View the records vertically:
EXPAND ON
Verify that the timestamps are all the same:
SELECT
   cyclist_name, expense_id,
   amount, WRITETIME(amount),
   description, WRITETIME(description),
   paid, WRITETIME(paid)
 FROM
   cycling.cyclist_expenses
  WHERE
    cyclist_name = 'Vera ADRIAN';
Both records were entered with the same timestamp.
@ Row 1
            ------------------------+------------------
            cyclist_name           | Vera ADRIAN
            expense_id             | 2
            amount                 | 13.44
            writetime(amount)      | 1481124356754405
            description            | Lunch
            writetime(description) | 1481124356754405
            paid                   | True
            writetime(paid)        | 1481124356754405
            
            @ Row 2
            ------------------------+------------------
            cyclist_name           | Vera ADRIAN
            expense_id             | 3
            amount                 | 25
            writetime(amount)      | 1481124356754405
            description            | Dinner
            writetime(description) | 1481124356754405
            paid                   | False
            writetime(paid)        | 1481124356754405
            
            (2 rows)

If any DML statement in the batch uses compare-and-set (CAS) logic, for example the following batch with IF NOT EXISTS, an error is returned:

BEGIN BATCH USING TIMESTAMP 1481124356754405

  INSERT INTO cycling.cyclist_expenses (
    cyclist_name, expense_id, amount, description, paid
  ) VALUES (
    'Vera ADRIAN', 2, 13.44, 'Lunch', true
  );

  INSERT INTO cycling.cyclist_expenses (
    cyclist_name, expense_id, amount, description, paid
  ) VALUES (
    'Vera ADRIAN', 3, 25.00, 'Dinner', false
  ) IF NOT EXISTS;

APPLY BATCH;
InvalidRequest: Error from server: code=2200 [Invalid query] message="Cannot provide custom timestamp for conditional BATCH"

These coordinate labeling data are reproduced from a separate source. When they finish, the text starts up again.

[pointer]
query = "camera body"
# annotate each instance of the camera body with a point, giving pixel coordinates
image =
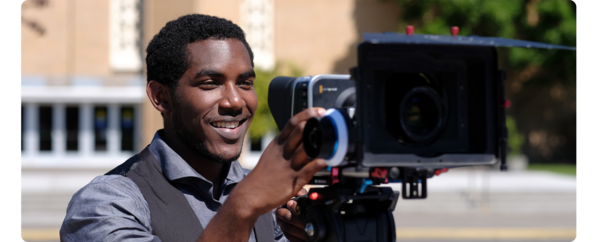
(405, 105)
(414, 106)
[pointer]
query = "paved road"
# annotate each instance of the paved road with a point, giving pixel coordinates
(468, 205)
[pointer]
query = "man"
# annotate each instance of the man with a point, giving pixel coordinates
(187, 184)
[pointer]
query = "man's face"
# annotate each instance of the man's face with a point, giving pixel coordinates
(215, 101)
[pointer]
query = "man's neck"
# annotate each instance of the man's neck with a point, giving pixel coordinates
(211, 170)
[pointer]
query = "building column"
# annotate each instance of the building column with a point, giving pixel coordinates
(113, 135)
(86, 130)
(58, 129)
(31, 140)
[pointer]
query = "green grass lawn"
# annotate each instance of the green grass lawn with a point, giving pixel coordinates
(568, 169)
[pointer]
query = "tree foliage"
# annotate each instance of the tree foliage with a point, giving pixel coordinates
(548, 21)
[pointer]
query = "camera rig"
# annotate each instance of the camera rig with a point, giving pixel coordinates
(414, 106)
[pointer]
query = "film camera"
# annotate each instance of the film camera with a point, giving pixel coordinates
(414, 106)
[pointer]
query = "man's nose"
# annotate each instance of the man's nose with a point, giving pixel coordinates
(231, 99)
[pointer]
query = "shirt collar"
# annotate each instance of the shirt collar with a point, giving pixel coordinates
(174, 167)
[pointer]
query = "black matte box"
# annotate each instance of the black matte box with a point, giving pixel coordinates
(466, 78)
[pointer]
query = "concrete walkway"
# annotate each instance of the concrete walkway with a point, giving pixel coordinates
(462, 204)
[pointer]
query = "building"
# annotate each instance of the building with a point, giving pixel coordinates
(82, 77)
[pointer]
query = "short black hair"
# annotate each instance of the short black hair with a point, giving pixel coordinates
(166, 55)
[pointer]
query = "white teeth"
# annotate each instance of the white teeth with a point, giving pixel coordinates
(229, 125)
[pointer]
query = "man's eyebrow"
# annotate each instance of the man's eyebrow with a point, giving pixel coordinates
(247, 74)
(208, 72)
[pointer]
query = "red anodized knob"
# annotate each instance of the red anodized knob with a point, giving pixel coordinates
(410, 29)
(454, 30)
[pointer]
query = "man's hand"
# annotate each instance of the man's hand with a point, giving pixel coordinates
(290, 223)
(283, 169)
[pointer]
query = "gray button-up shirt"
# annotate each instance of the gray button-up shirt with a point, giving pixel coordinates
(112, 208)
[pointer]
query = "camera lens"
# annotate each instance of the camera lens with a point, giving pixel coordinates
(421, 114)
(319, 138)
(327, 137)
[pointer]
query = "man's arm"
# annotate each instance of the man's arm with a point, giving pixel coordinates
(283, 169)
(91, 214)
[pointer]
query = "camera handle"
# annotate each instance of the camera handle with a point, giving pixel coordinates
(338, 213)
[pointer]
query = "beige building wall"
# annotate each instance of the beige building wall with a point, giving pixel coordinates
(319, 37)
(75, 40)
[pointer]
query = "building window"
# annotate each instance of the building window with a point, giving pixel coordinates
(22, 128)
(45, 128)
(72, 128)
(100, 128)
(127, 128)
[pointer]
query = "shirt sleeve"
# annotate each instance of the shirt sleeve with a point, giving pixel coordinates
(109, 208)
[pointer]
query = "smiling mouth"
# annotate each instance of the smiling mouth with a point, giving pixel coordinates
(227, 125)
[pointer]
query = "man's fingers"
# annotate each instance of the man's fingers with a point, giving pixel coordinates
(294, 121)
(290, 229)
(301, 192)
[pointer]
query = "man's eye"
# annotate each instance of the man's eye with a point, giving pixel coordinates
(208, 84)
(247, 83)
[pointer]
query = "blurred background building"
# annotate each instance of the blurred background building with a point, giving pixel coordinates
(84, 108)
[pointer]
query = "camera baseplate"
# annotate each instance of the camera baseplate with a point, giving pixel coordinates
(338, 213)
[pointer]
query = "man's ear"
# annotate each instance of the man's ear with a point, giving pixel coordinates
(159, 96)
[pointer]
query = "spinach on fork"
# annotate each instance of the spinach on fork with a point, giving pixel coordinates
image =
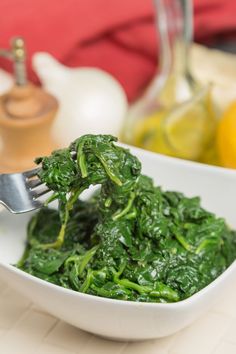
(131, 240)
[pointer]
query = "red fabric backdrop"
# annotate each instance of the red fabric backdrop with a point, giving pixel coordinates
(115, 35)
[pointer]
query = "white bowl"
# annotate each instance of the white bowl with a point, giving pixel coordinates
(126, 320)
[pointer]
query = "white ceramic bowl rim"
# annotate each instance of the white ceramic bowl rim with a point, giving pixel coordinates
(129, 303)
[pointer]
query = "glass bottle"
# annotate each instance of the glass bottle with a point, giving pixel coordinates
(175, 116)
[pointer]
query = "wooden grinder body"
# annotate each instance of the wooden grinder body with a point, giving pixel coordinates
(26, 116)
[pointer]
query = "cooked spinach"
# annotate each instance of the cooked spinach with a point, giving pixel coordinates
(131, 240)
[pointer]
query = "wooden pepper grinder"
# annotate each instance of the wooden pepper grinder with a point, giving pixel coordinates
(26, 116)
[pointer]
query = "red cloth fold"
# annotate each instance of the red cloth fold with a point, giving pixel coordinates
(117, 36)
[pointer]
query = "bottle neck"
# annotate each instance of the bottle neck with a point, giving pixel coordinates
(174, 25)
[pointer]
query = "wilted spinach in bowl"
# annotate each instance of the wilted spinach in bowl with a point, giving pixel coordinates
(131, 240)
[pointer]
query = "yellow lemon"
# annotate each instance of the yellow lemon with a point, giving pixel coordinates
(184, 131)
(226, 137)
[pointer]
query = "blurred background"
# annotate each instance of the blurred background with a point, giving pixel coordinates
(171, 64)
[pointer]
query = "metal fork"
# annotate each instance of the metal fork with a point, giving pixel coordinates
(20, 192)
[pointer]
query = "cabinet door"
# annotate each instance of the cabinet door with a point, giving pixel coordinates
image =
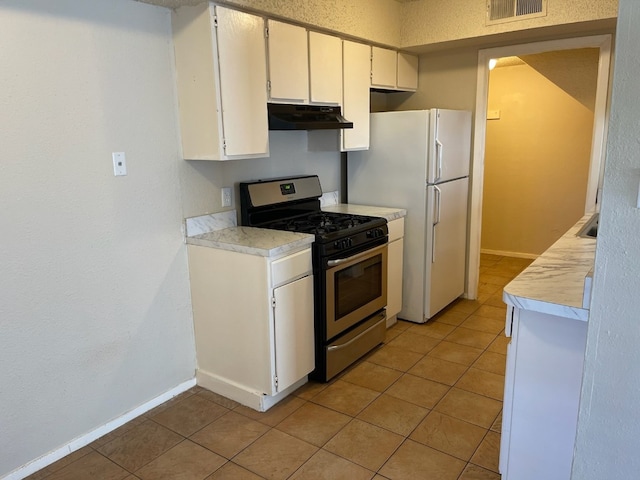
(407, 71)
(394, 278)
(383, 67)
(325, 68)
(293, 318)
(243, 96)
(288, 63)
(356, 98)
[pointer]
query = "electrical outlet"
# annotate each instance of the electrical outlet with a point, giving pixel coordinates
(226, 196)
(119, 164)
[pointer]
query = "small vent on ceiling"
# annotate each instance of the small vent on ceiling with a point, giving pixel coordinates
(499, 11)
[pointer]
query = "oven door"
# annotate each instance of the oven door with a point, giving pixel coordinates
(356, 288)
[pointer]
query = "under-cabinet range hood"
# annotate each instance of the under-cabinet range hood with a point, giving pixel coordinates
(306, 117)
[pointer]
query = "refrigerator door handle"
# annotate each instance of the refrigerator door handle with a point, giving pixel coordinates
(438, 194)
(439, 156)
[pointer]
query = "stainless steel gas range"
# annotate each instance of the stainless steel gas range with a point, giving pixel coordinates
(349, 266)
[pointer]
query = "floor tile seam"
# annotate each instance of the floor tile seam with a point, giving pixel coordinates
(480, 395)
(501, 400)
(327, 451)
(466, 460)
(356, 463)
(231, 460)
(178, 433)
(132, 472)
(345, 413)
(429, 410)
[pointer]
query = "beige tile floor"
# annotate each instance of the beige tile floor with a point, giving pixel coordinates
(425, 405)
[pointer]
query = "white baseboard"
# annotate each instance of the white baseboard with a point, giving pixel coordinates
(87, 438)
(249, 398)
(504, 253)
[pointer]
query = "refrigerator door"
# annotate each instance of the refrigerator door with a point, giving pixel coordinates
(446, 244)
(391, 174)
(449, 145)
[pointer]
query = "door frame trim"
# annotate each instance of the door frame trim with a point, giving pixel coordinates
(601, 117)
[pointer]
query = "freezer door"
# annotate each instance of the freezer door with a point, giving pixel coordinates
(446, 244)
(449, 145)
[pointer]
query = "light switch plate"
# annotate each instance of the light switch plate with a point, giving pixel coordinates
(119, 164)
(226, 196)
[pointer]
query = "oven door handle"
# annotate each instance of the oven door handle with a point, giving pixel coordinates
(383, 318)
(340, 261)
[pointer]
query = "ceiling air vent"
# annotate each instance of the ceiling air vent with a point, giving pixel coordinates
(499, 11)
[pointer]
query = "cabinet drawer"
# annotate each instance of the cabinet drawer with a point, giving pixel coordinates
(396, 229)
(291, 267)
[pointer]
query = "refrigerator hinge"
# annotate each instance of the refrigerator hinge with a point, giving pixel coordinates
(511, 326)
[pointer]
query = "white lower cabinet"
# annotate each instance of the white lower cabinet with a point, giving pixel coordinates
(541, 395)
(394, 269)
(253, 320)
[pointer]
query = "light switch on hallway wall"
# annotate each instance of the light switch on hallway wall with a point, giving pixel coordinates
(226, 196)
(119, 164)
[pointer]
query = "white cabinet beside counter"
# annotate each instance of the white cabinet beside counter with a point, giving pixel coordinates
(253, 318)
(288, 63)
(394, 270)
(356, 98)
(542, 394)
(221, 83)
(391, 70)
(325, 69)
(547, 323)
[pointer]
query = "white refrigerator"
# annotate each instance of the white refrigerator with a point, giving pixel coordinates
(419, 160)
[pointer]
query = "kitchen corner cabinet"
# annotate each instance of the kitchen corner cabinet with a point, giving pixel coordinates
(394, 71)
(288, 63)
(394, 269)
(253, 319)
(541, 394)
(221, 83)
(356, 98)
(325, 69)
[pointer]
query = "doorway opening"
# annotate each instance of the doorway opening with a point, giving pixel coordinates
(602, 44)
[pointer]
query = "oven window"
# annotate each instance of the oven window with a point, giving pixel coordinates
(358, 285)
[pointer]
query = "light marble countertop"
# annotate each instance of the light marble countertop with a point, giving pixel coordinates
(384, 212)
(254, 241)
(555, 282)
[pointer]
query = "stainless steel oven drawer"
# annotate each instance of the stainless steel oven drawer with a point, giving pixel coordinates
(351, 346)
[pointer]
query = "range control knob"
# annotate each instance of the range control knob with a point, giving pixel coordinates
(343, 243)
(375, 233)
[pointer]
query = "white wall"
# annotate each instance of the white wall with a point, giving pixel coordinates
(609, 424)
(95, 313)
(95, 316)
(202, 180)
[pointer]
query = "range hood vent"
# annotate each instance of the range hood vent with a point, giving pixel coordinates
(306, 117)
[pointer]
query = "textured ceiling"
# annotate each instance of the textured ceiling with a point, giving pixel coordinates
(179, 3)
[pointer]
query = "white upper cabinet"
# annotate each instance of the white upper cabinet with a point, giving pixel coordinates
(356, 98)
(407, 71)
(391, 70)
(288, 63)
(383, 67)
(221, 83)
(325, 69)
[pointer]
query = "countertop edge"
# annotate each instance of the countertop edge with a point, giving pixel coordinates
(388, 213)
(555, 282)
(219, 239)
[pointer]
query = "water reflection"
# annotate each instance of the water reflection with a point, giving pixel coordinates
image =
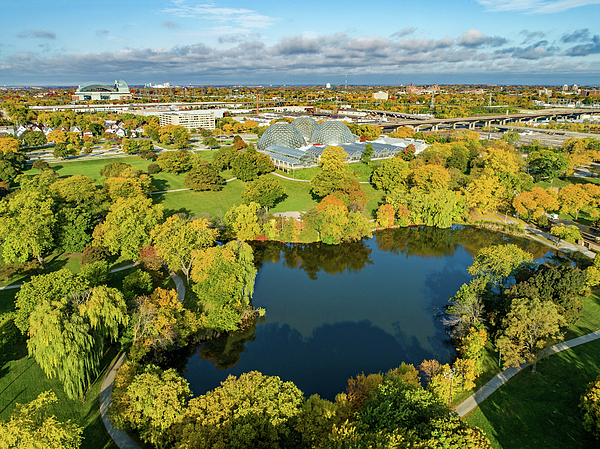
(336, 311)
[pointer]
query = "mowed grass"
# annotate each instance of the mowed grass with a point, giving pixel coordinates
(22, 380)
(541, 410)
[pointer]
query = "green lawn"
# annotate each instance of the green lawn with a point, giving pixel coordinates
(540, 410)
(22, 380)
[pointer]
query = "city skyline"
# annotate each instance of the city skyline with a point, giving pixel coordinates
(230, 42)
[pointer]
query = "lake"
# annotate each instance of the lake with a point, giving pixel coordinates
(335, 311)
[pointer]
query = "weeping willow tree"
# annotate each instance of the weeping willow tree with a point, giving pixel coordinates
(66, 337)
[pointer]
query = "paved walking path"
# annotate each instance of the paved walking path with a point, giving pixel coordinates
(500, 379)
(120, 437)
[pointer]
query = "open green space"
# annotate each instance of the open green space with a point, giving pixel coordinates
(22, 380)
(540, 410)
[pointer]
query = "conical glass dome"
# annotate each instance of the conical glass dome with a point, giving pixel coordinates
(283, 134)
(306, 126)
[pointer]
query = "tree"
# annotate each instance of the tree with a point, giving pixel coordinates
(44, 288)
(177, 239)
(573, 198)
(156, 400)
(529, 326)
(26, 224)
(9, 145)
(242, 221)
(265, 191)
(244, 166)
(367, 153)
(66, 336)
(250, 411)
(567, 233)
(431, 177)
(546, 164)
(511, 138)
(127, 226)
(176, 161)
(391, 174)
(224, 283)
(32, 426)
(333, 159)
(34, 138)
(498, 262)
(590, 408)
(203, 177)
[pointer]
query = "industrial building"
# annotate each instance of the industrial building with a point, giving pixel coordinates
(200, 119)
(102, 92)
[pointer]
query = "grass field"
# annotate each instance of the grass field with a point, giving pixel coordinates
(540, 410)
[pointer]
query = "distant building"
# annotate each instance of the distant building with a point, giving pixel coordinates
(381, 95)
(204, 119)
(99, 92)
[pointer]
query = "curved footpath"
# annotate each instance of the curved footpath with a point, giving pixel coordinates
(500, 379)
(120, 437)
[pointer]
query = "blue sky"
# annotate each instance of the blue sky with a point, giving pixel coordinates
(303, 42)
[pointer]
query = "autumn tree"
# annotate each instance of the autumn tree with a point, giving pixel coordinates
(32, 426)
(265, 411)
(154, 401)
(66, 336)
(530, 326)
(393, 173)
(177, 239)
(27, 223)
(127, 226)
(333, 159)
(242, 221)
(223, 279)
(498, 262)
(265, 191)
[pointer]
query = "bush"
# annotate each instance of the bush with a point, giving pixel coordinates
(590, 407)
(153, 169)
(93, 254)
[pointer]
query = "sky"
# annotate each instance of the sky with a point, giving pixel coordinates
(308, 42)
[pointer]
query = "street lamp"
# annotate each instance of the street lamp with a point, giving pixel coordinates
(451, 374)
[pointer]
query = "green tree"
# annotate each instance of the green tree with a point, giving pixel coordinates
(498, 262)
(530, 326)
(155, 401)
(224, 283)
(567, 233)
(66, 336)
(176, 161)
(127, 226)
(27, 222)
(32, 426)
(265, 191)
(333, 159)
(391, 174)
(250, 411)
(177, 239)
(242, 221)
(590, 408)
(34, 138)
(367, 153)
(546, 164)
(44, 288)
(204, 177)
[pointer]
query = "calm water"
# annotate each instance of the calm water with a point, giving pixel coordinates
(336, 311)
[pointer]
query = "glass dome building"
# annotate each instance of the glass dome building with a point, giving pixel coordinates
(332, 132)
(306, 126)
(281, 134)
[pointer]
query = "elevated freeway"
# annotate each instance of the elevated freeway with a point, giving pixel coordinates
(421, 123)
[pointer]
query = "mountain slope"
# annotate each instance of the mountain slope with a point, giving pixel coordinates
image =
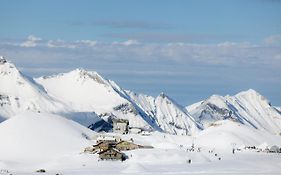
(93, 93)
(248, 108)
(34, 137)
(168, 115)
(20, 93)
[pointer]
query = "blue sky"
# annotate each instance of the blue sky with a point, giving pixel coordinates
(188, 49)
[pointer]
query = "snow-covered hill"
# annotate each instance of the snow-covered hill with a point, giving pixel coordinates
(20, 93)
(168, 114)
(247, 107)
(87, 91)
(34, 137)
(93, 101)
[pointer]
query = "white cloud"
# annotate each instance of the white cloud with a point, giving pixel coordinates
(225, 53)
(273, 40)
(60, 44)
(89, 43)
(31, 41)
(128, 42)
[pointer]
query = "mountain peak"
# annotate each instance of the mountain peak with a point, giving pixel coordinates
(3, 60)
(248, 92)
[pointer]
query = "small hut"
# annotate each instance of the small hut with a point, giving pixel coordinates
(120, 126)
(274, 149)
(112, 154)
(125, 145)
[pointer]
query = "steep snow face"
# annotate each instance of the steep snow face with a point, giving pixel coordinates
(168, 115)
(82, 90)
(248, 107)
(34, 137)
(87, 91)
(172, 118)
(225, 133)
(20, 93)
(258, 111)
(278, 109)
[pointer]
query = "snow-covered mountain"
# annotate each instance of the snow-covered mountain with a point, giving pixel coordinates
(35, 137)
(248, 107)
(87, 91)
(20, 93)
(169, 116)
(93, 101)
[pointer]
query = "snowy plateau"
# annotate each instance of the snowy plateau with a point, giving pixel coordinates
(47, 122)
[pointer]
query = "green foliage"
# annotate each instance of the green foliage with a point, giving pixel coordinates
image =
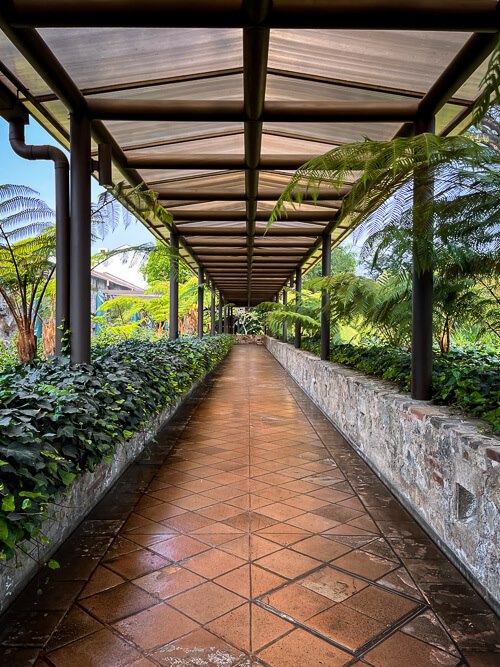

Batching conditional updates

Batch conditional updates introduced as lightweight transactions. However, a batch containing conditional updates can only operate within a single partition, because the underlying Paxos implementation only works at partition-level granularity. If one statement in a batch is a conditional update, the conditional logic must return true, or the entire batch fails. If the batch contains two or more conditional updates, all the conditions must return true, or the entire batch fails. This example shows batching of conditional updates:

The statements for inserting values into purchase records use the IF conditional clause.
BEGIN BATCH

  INSERT INTO purchases (
    user, balance
  ) VALUES (
    'user1', -8
  ) IF NOT EXISTS;

  INSERT INTO purchases (
    user, expense_id, amount, description, paid
  ) VALUES (
    'user1', 1, 8, 'burrito', false
  );

APPLY BATCH;
BEGIN BATCH

  UPDATE purchases
    SET balance = -208
    WHERE user='user1'
    IF balance = -8;

  INSERT INTO purchases (
    user, expense_id, amount, description, paid
  ) VALUES (
    'user1', 2, 200, 'hotel room', false
  );

APPLY BATCH;
Conditional batches cannot provide custom timestamps. UPDATE and DELETE statements within a conditional batch cannot use IN conditions to filter rows.

A continuation of this example shows how to use a static column with conditional updates in batch.

Batching counter updates

A batch of counters should use the COUNTER option because, unlike other writes in DataStax Enterprise, a counter update is not an idempotent operation.

BEGIN COUNTER BATCH

  UPDATE UserActionCounts
    SET total = total + 2
    WHERE keyalias = 523;

  UPDATE AdminActionCounts
    SET total = total + 2
    WHERE keyalias = 701;

APPLY BATCH;
Counter batches cannot include non-counter columns in the DML statements, just as a non-counter batch cannot include counter columns. Counter batch statements cannot provide custom timestamps.